We choose a V.P. and Treasurer from the 6 PO2's.
. . There are: . $_6P_2 = 30$ ways.

Therefore, there are: . $56\cdot30 \,=\,1680$ ways.

• December 2nd 2009, 12:20 PM
aeroflix
hello, thanks,, i dont get the second part.
• December 2nd 2009, 03:59 PM
emakarov
For the second question, I think you first need to select two offices (positions) out of four. They will be taken by first-class officers. The remaining two will be taken by second-class officers, so there is no choice in selecting the remaining positions. After that, you proceed as in question 1.
• December 2nd 2009, 10:00 PM
aeroflix
so i will mutiply the answer to 4C2? why?? cant it be 4C2 x 4C2, one for first class and one for second class
• December 3rd 2009, 02:23 AM
emakarov
Quote:

so i will mutiply the answer to 4C2?
Yes.
Quote:

cant it be 4C2 x 4C2, one for first class and one for second class
To count the number of ways to select something you need to represent the selection procedure as a series of choices. For example, to express $P(n,k)$ through $C(n,k)$ (i.e., the number of ordered sequences of length $k$ vs. the number of unordered sets of the same length) one can do the following. To choose a sequence of length $k$ from a set of $n$ elements, one first selects an unordered set of $k$ elements and then selects an ordering of those $k$ elements. So $P(n,k)=C(n,k)\cdot k!$.

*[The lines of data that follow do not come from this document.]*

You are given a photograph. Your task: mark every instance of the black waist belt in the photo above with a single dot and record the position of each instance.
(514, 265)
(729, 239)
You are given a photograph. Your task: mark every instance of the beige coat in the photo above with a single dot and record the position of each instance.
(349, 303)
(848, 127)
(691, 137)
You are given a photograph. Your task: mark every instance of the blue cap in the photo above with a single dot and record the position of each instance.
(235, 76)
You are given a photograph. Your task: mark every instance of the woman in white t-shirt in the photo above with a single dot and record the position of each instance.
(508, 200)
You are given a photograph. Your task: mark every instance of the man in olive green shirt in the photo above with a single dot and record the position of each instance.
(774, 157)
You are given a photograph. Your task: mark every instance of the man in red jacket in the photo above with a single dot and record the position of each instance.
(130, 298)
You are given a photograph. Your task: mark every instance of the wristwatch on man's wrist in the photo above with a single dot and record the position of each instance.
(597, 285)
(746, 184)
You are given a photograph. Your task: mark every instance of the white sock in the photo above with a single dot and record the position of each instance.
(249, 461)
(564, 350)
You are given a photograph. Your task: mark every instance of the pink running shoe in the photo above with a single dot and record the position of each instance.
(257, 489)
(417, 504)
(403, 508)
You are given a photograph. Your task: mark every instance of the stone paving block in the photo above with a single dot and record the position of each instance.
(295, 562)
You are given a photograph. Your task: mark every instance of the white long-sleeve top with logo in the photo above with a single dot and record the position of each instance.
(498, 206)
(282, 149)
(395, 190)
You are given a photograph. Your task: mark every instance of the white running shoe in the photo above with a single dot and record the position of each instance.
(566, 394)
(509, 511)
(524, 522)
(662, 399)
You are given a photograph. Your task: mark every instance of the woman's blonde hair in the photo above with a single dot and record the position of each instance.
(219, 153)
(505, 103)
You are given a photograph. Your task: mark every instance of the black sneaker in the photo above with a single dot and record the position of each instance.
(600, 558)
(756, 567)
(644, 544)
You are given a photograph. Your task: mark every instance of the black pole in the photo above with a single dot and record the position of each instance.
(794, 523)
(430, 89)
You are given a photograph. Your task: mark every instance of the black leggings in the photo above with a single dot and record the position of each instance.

The description above is a simplification because sometimes you need to break the set of all possible variants into disjoint subsets, and then proceed as described.

The important thing about the sequence of choices is that they (1) allow one to generate only those variants that need to be counted, (2) allow one to come up with all possible such variants, and (3) do not produce the same variant twice. Let's look at the number of ways to select which of the 4 positions are taken by the first class and which are taken by the second class (without looking into how first-class positions are distributed). I claim that there is only one choice: select any set $\{a, b\}$ where $a,b\in\{1,2,3,4\}$. After this choice, positions $\{a, b\}$ go to the first class and positions $\{1,2,3,4\}-\{a,b\}$ go to the second class. If I am not mistaken, we generated all variants and did not produce the same variant twice.

On the other hand, your version $C(4,2)\cdot C(4,2)$ implies two choices. Presumably, during the first choice we select two positions for the first class. Then, without removing those selected positions from the set $\{1,2,3,4\}$, we select two positions for the second class. This way, for example, we can come up with the set $\{1,2\}$ for the first class and $\{1,3\}$ for the second class. But $\{1,2\}$ and $\{1,3\}$ is not a legal variant.
• December 5th 2009, 07:53 AM
aeroflix
thanks very much!!!

great help